The superfund program is the federal government’s program to clean up the nation’s uncontrolled hazardous waste sites. Under the superfund program, contamination that poses a current or future threat to human health or the environment is cleaned up. The site cleaned up was finalized in 2007 and in October 2011 IS&R was deleted from the National Priorities List.

The Agency for Toxic Substances and Disease Registry (ATSDR) requested that the Environmental Epidemiology Program (EEP) of the Utah Department of Health conduct a public health assessment to identify public health hazards posed by this site.

Documents:
A Public Health Assessment (PHA) was conducted for the IS &R smelter site and surrounding areas. The PHA was completed in 2001.

  • Public Health Assessment
    • The PHA evaluated the potential for long-term health impacts in the community.
    • The IS&R site is a public health hazard (ATSDR health hazard category B),the environmental levels of lead pose a likelihood that exposure has occurred and continues to occur for residents who live near the site and for visitors at the site.

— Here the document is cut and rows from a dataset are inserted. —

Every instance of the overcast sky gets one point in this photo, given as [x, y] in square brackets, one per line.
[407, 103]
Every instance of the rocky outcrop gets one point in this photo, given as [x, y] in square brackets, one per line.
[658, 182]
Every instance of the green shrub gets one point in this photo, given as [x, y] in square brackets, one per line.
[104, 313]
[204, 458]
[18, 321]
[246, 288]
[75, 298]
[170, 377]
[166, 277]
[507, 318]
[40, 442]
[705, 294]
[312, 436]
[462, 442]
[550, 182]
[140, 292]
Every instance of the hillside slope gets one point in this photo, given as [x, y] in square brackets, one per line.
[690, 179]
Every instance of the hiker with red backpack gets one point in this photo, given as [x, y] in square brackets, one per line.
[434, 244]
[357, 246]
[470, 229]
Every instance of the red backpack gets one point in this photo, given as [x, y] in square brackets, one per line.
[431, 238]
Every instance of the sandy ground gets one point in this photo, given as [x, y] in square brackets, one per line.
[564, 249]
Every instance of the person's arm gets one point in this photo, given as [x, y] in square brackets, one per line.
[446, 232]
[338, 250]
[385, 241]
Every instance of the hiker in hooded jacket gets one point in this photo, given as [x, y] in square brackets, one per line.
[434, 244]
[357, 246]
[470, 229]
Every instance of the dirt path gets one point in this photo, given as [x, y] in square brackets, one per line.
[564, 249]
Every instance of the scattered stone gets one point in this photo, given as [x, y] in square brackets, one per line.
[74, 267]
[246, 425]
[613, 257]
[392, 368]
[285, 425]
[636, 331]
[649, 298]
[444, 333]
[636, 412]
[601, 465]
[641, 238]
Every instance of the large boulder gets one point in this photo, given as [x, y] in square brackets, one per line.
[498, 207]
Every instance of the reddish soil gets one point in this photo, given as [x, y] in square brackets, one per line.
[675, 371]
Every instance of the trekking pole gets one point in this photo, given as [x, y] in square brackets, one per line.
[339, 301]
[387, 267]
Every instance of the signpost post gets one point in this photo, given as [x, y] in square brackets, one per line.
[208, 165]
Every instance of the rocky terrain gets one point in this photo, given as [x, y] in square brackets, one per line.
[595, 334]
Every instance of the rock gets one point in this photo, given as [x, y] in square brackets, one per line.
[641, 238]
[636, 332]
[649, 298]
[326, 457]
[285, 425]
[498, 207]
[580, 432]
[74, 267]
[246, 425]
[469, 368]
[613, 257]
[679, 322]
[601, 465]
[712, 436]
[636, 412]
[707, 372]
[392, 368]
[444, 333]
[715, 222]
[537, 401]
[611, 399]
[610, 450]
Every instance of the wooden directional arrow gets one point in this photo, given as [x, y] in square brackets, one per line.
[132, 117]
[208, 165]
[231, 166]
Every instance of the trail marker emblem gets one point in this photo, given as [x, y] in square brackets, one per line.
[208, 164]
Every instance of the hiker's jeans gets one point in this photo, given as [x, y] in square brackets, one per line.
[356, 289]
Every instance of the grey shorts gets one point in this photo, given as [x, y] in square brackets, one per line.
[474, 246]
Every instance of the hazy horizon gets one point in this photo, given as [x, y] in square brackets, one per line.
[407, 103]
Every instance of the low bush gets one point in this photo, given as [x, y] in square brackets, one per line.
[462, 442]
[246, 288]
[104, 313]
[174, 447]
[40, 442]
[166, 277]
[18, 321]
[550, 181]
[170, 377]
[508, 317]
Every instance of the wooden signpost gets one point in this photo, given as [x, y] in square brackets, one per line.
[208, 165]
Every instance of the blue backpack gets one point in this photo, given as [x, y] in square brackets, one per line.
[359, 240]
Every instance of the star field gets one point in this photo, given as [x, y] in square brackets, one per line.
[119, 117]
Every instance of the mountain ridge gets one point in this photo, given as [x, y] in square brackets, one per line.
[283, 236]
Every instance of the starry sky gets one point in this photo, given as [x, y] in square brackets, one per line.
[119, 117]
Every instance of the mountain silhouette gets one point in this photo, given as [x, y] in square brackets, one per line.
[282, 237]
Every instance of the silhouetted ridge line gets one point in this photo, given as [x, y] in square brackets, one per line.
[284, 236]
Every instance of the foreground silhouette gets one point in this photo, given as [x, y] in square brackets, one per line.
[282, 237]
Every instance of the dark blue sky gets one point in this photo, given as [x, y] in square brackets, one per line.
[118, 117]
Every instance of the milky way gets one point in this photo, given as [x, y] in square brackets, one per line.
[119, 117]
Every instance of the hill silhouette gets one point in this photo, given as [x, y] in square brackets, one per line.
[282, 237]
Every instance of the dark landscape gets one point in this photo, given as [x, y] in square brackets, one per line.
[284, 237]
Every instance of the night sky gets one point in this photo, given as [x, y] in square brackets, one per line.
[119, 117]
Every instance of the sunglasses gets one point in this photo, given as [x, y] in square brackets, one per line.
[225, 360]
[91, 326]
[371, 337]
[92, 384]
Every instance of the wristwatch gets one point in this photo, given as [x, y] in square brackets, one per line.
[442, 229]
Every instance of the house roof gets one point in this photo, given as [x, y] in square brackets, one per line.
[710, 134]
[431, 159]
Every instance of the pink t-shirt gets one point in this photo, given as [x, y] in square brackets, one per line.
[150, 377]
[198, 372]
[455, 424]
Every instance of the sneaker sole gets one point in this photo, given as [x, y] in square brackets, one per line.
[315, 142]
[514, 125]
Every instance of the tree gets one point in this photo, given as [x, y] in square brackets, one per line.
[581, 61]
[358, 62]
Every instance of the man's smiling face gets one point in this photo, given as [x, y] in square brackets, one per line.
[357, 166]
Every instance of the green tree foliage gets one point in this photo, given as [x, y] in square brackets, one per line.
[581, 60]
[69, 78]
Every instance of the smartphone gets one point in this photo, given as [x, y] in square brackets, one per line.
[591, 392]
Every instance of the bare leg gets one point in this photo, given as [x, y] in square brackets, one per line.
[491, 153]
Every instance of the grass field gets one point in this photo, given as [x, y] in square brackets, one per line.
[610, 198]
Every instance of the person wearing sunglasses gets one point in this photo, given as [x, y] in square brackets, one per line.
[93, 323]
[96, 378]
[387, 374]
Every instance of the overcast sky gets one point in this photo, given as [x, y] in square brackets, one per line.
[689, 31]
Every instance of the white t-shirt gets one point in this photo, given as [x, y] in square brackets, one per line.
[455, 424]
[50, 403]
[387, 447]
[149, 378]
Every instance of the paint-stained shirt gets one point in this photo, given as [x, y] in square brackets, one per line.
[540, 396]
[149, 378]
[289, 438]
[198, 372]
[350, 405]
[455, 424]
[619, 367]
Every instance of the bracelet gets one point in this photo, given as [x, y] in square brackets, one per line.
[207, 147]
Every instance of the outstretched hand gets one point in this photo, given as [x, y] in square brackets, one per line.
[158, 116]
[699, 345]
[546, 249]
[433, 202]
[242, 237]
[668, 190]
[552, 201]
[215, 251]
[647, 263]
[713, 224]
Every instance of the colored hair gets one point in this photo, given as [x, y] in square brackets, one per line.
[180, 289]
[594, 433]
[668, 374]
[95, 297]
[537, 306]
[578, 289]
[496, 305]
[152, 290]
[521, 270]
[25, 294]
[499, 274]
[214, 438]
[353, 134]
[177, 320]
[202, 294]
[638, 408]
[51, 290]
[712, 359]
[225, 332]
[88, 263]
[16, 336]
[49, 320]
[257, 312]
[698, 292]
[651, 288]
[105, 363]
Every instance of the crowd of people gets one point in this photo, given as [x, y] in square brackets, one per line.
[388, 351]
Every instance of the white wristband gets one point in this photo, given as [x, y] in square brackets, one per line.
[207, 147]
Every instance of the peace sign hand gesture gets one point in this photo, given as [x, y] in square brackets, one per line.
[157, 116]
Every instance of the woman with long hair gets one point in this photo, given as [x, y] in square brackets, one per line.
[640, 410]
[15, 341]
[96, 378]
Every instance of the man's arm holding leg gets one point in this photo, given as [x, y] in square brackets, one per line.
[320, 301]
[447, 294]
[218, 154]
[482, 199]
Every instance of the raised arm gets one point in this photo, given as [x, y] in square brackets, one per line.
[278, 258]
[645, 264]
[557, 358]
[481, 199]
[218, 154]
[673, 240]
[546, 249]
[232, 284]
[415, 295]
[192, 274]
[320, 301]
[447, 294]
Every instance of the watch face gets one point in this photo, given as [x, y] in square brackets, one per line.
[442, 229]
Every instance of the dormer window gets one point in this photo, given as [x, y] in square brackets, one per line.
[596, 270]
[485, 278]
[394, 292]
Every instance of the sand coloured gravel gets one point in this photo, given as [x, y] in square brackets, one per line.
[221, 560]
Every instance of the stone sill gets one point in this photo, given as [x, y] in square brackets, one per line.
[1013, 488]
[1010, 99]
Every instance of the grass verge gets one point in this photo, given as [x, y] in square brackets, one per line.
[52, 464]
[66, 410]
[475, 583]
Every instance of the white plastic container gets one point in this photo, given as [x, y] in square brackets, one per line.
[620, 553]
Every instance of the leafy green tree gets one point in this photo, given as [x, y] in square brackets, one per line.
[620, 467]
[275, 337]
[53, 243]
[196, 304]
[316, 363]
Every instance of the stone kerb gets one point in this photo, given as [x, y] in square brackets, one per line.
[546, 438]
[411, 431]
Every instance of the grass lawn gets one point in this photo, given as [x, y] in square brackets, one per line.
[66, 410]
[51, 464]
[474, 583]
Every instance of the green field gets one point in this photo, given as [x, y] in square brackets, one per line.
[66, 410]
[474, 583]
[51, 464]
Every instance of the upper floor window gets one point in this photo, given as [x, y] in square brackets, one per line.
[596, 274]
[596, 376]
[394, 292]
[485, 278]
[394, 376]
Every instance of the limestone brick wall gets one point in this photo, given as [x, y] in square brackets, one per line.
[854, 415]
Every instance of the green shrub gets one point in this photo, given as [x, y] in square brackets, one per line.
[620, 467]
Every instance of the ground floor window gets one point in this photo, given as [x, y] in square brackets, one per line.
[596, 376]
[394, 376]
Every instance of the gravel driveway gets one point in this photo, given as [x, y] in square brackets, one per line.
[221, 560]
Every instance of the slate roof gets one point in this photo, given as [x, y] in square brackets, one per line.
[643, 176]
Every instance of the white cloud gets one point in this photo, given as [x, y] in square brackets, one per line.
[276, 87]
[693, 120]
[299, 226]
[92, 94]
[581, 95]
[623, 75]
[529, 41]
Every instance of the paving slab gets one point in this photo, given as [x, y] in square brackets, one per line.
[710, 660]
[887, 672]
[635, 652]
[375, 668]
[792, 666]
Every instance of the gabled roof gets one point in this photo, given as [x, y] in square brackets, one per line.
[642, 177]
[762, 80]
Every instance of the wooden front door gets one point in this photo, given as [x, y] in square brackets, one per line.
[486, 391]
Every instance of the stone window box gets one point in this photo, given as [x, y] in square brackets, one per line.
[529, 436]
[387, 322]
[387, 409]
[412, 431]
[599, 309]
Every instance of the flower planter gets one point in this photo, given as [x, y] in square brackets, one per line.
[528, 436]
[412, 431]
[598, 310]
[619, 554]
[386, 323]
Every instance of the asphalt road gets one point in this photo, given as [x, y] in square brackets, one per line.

Arsenic, cadmium, and lead are the contaminants of concern, although lead is the one contaminant present at levels that could result in adverse health effects, especially in children. Of particular concern is the potential for long-term developmental health effects on children residing near the site as a result of lead exposure. The main route of exposure was through ingestion of smelter waste and contaminated soil both on and off site. Since the PHA was finalized in 2003 the site has been remediated.

    • Children living in this area should have their blood-lead levels tested.